06. tbl. 91. árg. 2005

Fræðigrein

Dialogs on Death

Samtöl um dauðann

Læknablaðið 2005; 91: 517-32

Objective: This study is done to examine the ideas of elderly individuals on life, death and end-of-life treatment in order to understand how they interact and influence choices of treatment.

Design: A phenomenological study. Eight Icelandic individuals 70 years old or more were interviewed in their homes. The interviews were open with two main questions. A special emphasis was on views toward life and death as studies have indicated their importance.

Results: All participants had a history of a good life despite experiences of death and loss. Enjoyment of life was evident along with an accepting attitude towards death. Everyone agreed on the neccessity to limit life prolongation if there was no hope of recovery, much suffering, mental and physical ability compromised, no possibility of living a good life and being a burden to others. The participants based their attitudes toward end-of-life treatment on the likely outcome; evaluation of their own live; the impact on loved ones and experience of loss, grief and death.

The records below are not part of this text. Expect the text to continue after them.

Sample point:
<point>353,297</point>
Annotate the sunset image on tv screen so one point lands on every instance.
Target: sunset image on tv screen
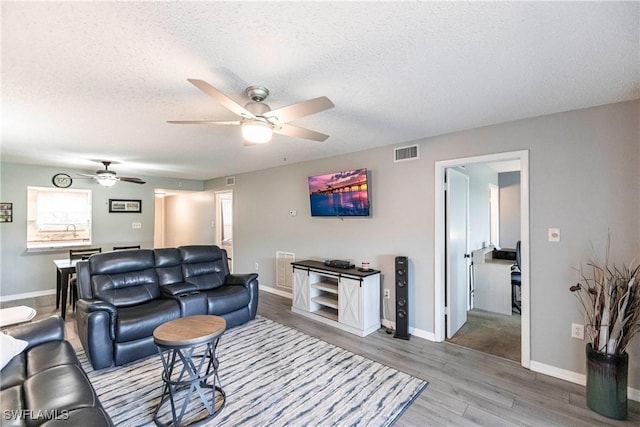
<point>339,194</point>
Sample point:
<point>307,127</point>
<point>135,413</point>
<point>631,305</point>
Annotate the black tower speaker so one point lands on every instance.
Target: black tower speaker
<point>402,298</point>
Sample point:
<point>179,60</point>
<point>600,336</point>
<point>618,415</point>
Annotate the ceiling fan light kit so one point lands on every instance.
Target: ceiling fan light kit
<point>106,179</point>
<point>258,121</point>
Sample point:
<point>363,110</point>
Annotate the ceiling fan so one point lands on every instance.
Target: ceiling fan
<point>108,178</point>
<point>258,121</point>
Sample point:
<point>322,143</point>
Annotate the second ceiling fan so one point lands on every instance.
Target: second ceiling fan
<point>258,120</point>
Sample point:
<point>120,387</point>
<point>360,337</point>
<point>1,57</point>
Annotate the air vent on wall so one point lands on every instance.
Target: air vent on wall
<point>401,154</point>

Discussion: A model of end-of-life discussion between a physician and a patient is presented: The discussion takes place within an ethical and cultural framework, which is sometimes discussed. Phycisians give information on diagnosis, prognosis, treatment options and the likely outcome. The patient evaluates the information in view of his/her own life based on age, health and views on life and death. The patient considers the impact of the decision made on loved ones and evaluates own experiences and that of others. Each factor has a negative and a positive side towards treatment. The decision on treatment is then made collectively.

Conclusion: Discussion on end of life treatment involves following themes: Ethical, medical, the patients? evaluation of his/her own life, the impact of the decision on loved ones and experiences of loss, grief and death.